The Akwesasne Freedom School was founded in 1979 by the Mohawk tribe. The Akwesasne Freedom school is located in St. Regis Mohawk Reservation (also known as Hagensborg), New York. The school was founded by the Mohawk nation, with the intention of strengthening the Mohawk culture which was once in danger of being extinct. The Akwesasne Freedom School focuses on educating children of the Mohawk tribe in the culture, language, and other customs.

History 
Freedom school originated during the Civil Rights Movements. Freedom schools were created to give African Americans an opportunity to attend school. These freedom schools educated African Americans on different aspects of life such as social, political, and economical so that they could prosper in the United States. The Akwesasne Freedom School had a similar intention in creating an education system for the Mohawk people in order to give them the opportunity to prosper in the United States while also retaining their cultural practices and native language.
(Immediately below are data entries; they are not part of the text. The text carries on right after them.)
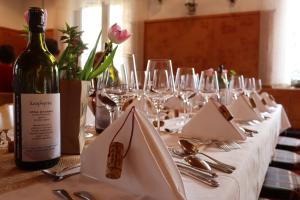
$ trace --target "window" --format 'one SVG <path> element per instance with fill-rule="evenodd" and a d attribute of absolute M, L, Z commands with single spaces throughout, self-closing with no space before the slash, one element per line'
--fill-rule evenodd
<path fill-rule="evenodd" d="M 102 6 L 101 4 L 84 7 L 81 10 L 81 30 L 83 30 L 82 40 L 87 44 L 88 50 L 85 50 L 81 56 L 81 66 L 86 62 L 91 49 L 94 47 L 100 30 L 102 29 Z M 98 51 L 101 50 L 101 41 L 98 45 Z"/>

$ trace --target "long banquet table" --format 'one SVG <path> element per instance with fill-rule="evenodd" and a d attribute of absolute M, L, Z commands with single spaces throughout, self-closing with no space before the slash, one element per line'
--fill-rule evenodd
<path fill-rule="evenodd" d="M 213 145 L 205 147 L 203 149 L 205 153 L 225 163 L 234 165 L 236 170 L 232 174 L 218 172 L 219 177 L 217 181 L 220 183 L 220 186 L 217 188 L 211 188 L 183 176 L 187 199 L 258 199 L 268 165 L 274 153 L 278 135 L 282 130 L 289 128 L 289 126 L 284 109 L 278 105 L 269 119 L 251 126 L 252 129 L 257 130 L 259 133 L 240 143 L 240 149 L 224 152 Z M 176 135 L 162 134 L 162 137 L 167 145 L 174 145 L 177 142 Z M 12 163 L 12 158 L 12 156 L 0 155 L 0 162 Z M 24 173 L 17 172 L 16 169 L 9 171 L 6 169 L 5 174 L 3 172 L 0 166 L 0 199 L 55 199 L 52 190 L 59 188 L 64 188 L 70 193 L 86 190 L 91 192 L 96 199 L 147 199 L 143 195 L 129 194 L 126 191 L 104 185 L 82 175 L 76 175 L 61 182 L 53 182 L 40 172 L 34 172 L 37 181 L 25 181 L 21 187 L 12 185 L 8 187 L 8 190 L 1 190 L 1 187 L 4 187 L 6 184 L 5 182 L 9 184 L 7 173 L 10 173 L 10 178 L 14 179 L 20 176 L 20 180 L 22 176 L 26 176 L 26 173 L 24 175 Z"/>

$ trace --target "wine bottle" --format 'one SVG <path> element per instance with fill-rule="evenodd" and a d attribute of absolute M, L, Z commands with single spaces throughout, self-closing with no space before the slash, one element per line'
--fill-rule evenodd
<path fill-rule="evenodd" d="M 27 170 L 54 166 L 60 158 L 59 72 L 45 45 L 46 14 L 28 10 L 29 41 L 14 65 L 15 163 Z"/>

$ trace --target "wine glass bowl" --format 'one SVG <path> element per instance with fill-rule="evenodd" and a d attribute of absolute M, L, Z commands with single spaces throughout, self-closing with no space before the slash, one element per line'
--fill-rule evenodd
<path fill-rule="evenodd" d="M 199 92 L 204 97 L 205 102 L 219 95 L 219 83 L 217 72 L 213 69 L 208 69 L 201 72 L 199 80 Z"/>
<path fill-rule="evenodd" d="M 184 104 L 185 119 L 187 118 L 187 110 L 190 105 L 190 99 L 197 92 L 197 78 L 194 68 L 177 68 L 175 78 L 175 89 L 177 95 L 182 99 Z"/>
<path fill-rule="evenodd" d="M 230 77 L 229 89 L 233 94 L 233 98 L 237 99 L 243 93 L 243 80 L 242 76 L 232 75 Z"/>
<path fill-rule="evenodd" d="M 175 91 L 172 62 L 169 59 L 149 59 L 144 81 L 144 94 L 157 113 L 157 130 L 160 130 L 160 112 L 164 103 Z"/>

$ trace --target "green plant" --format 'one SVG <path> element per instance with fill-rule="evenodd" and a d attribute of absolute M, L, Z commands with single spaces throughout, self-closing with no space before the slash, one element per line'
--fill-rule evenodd
<path fill-rule="evenodd" d="M 60 40 L 67 45 L 58 61 L 61 79 L 92 80 L 98 77 L 112 63 L 117 47 L 104 58 L 103 62 L 94 65 L 96 49 L 101 37 L 100 32 L 83 69 L 81 69 L 79 66 L 79 57 L 87 47 L 81 40 L 83 32 L 77 29 L 77 26 L 71 27 L 66 24 L 66 29 L 59 30 L 63 33 Z"/>

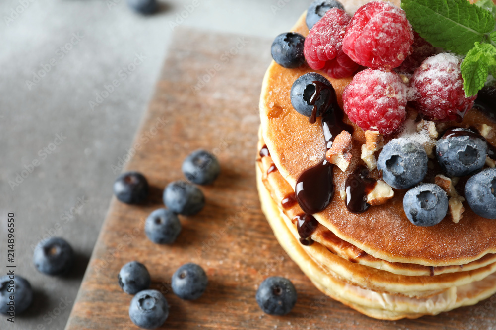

The Akwesasne Freedom School was created as a place for the Mohawk community to immerse themselves into a Mohawk education in order to prevent the Mohawk culture from being extinct. The Akwesasne Freedom School has been able to sustain itself without government funding for over 40 years.

Education Approach

Curriculum 
The Akwesasne Freedom School provides students with the opportunity to learn different subjects such as science, social studies, mathematics and how these subjects are related and important to Mohawk culture. The school focuses on developing students' public speaking skills so that the students can communicate effectively in real world settings. The school begins their day with the Thanksgiving Address, where students recite this at the start of the day. Classes are also taught in their native language. The school emphasizes the importance of speaking the Mohawk language in order to keep the Mohawk culture alive.

Physical Education 
The Akwesasne Freedom School hosts the Akwesasne Freedom School (AFS) Survival Race every year. This race challenges students to do different physical activities. The school currently does not have a gymnasium but is working towards collecting funds in order to create a gymnasium.

Mohawk Philosophy 
The Quakers are a religious group that follow Christian beliefs also known as the Religious Society of Friends. Quakers and Mohawks have similar beliefs and views on life. Quakers and Mohawks believe that leaders are not chosen and cannot be voted in, but rather are individuals who have leadership characteristics that allow them to be strong leaders. Mohawk and Quakers believe in a Creator of the world and that the Creator made this world and it is their duty to take care of this world so that future generations and inhabitants of this world will be able to live in for many generations to come.

The Akwesasne Freedom School focuses on teaching students the importance of the Mohawk and Quaker beliefs of the creation of the world. This is because Mohawks believe that it is their responsibility to take care and preserve the health of their land for generations to come. Akwesasne Freedom School teaches students the importance of preservation in order to prevent the extinction of any creation. The Mohawk and Quaker Philosophy plays an important role as the foundation for students' education at the Akwesasne Freedom School.

Demographics 
The Akwesasne Freedom School provides education to children between kindergarten and 8th grade. The grades are not based on age, but rather on speaking ability of the Mohawk language, so it is possible to have an adult in a “2nd grade” class because they have a 2nd grade speaking level of the Mohawk language. The student to teacher class ratio in the Akwesasne Freedom School is about 11:1. The classes are small in order to better engage with the students and improve their cultural awareness and language skills. There are currently about 61 students enrolled at the Akwesasne Freedom School. Since the Akwesasne Freedom School only offers grades K-8th, students must leave the reservation to attend a traditional high school elsewhere.

Finances 
The Akwesasne Freedom School does not accept funds from the US and Canadian government. The Akwesasne Freedom School is a non-profit organization and receives its funding from fundraisers, donations, and student’s tuition that is administered by The Friends of the Akwesasne Freedom School (FOAFS).